AS A FOLLOWUP ON MY “DUCK AND COVER” PIECE, I should note that Ed Driscoll is pushing back a bit:

I agree that we should be discussing the topic. But the boomer-era left shouldn’t be able to turn on a dime after nearly a half-century of endlessly mocking nuclear war preparations to suddenly embracing the idea overnight without at least a few raised eyebrows. It’s very much akin to the way Bill Clinton suddenly waxed nostalgic for the Cold War era shortly after its conclusion helped to propel him into office. As Howard Dean once said, “I will use whatever position I have in order to root out hypocrisy;” there seems to megatons worth on this topic on his side of the aisle.

Meanwhile, Moe Lane wants the end of history back:

What’s depressing is that I grew up in the tail end of the Cold War, and I remember well drawing overlapping circles on a map of the tri-State area and concluding that there wasn’t a chance in Hell that I could get far enough from the primary blast zones if the balloon ever went up**. I did not mind in the slightest when history appeared to end in 1991.

But history doesn’t end, dammit. And we need to address our lack of a Civil Defense program.

And Michael Lotus emails about the Duck and Cover film:

That video makes me proud to be an American. Seriously. I had never actually watched it before. It was made by people who were not cynics or pussies. They had just finished destroying Japan and Germany by aerial bombing. They knew it could happen to us.
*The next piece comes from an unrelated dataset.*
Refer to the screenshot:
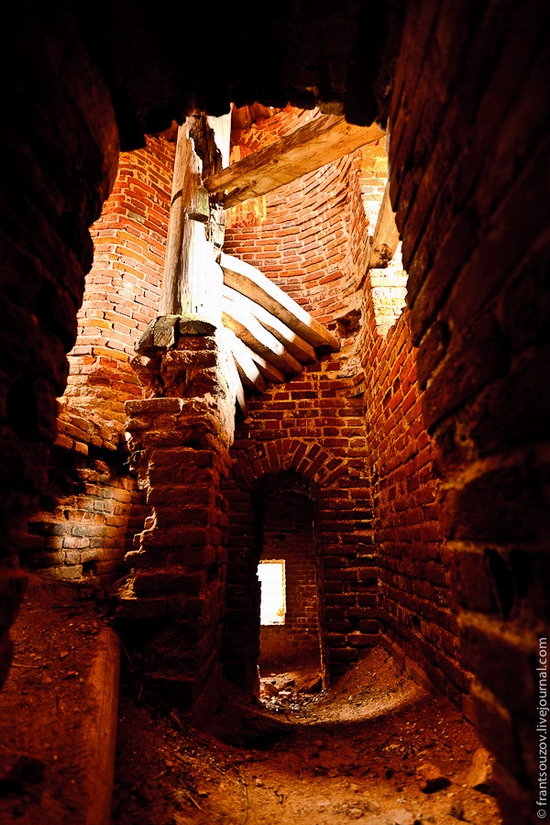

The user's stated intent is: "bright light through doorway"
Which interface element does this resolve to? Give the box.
[258,561,286,625]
They acted like grownups about it. Getting under cover to avoid burns, flying glass and debris, was good advice then and it is good advice now. Thanks for posting.
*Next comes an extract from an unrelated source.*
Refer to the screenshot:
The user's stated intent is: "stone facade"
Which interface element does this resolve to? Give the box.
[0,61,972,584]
Yeah, you watch those 1950 civil-defense films and you realize the pipe-smoking dad stockpiling supplies in the basement is probably a World War II vet who just a few years before had most likely either dropped bombs or had them dropped on him (or both). Kind of puts a different color on it.
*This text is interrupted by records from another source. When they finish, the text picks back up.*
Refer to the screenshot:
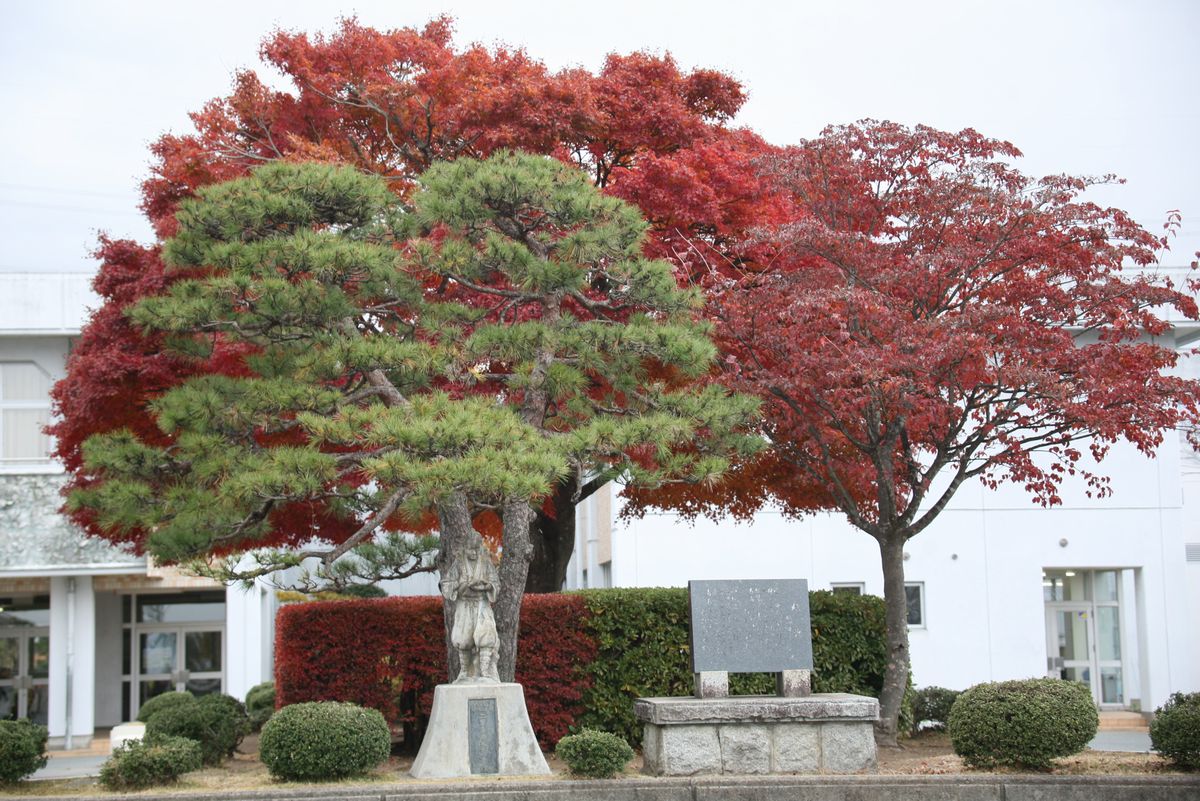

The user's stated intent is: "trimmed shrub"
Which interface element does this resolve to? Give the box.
[1150,693,1200,770]
[100,736,203,790]
[912,687,961,734]
[138,692,196,723]
[0,718,49,784]
[246,681,275,731]
[948,679,1099,770]
[275,589,912,749]
[145,694,246,765]
[554,729,634,778]
[258,701,391,782]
UPDATE: Jim Bennett emails: “Glenn, you are right. I’m sure the Air Raids Precaution drills people in London had to go through in 1939 seemed absurd to many, but they soon were very useful indeed. Few people today can put themselves in the place of Civil Defense planners in 1950, and we forget how close WWII was to them. 9-11 is coming up on its tenth anniversary this year and I can still recall watching the Pentagon burn three miles away from me, very vividly. Mike got it right; the A-bomb of 1950 was just another damned thing to deal with to these guys.”

Plus, reader John Brunemeier writes: “My dad dropped bombs on Germany from a B-17, and yes I grew up in a home with a very well stocked bomb shelter. Our family of 6 could have stayed in it for six months without coming out. It even had a toilet.”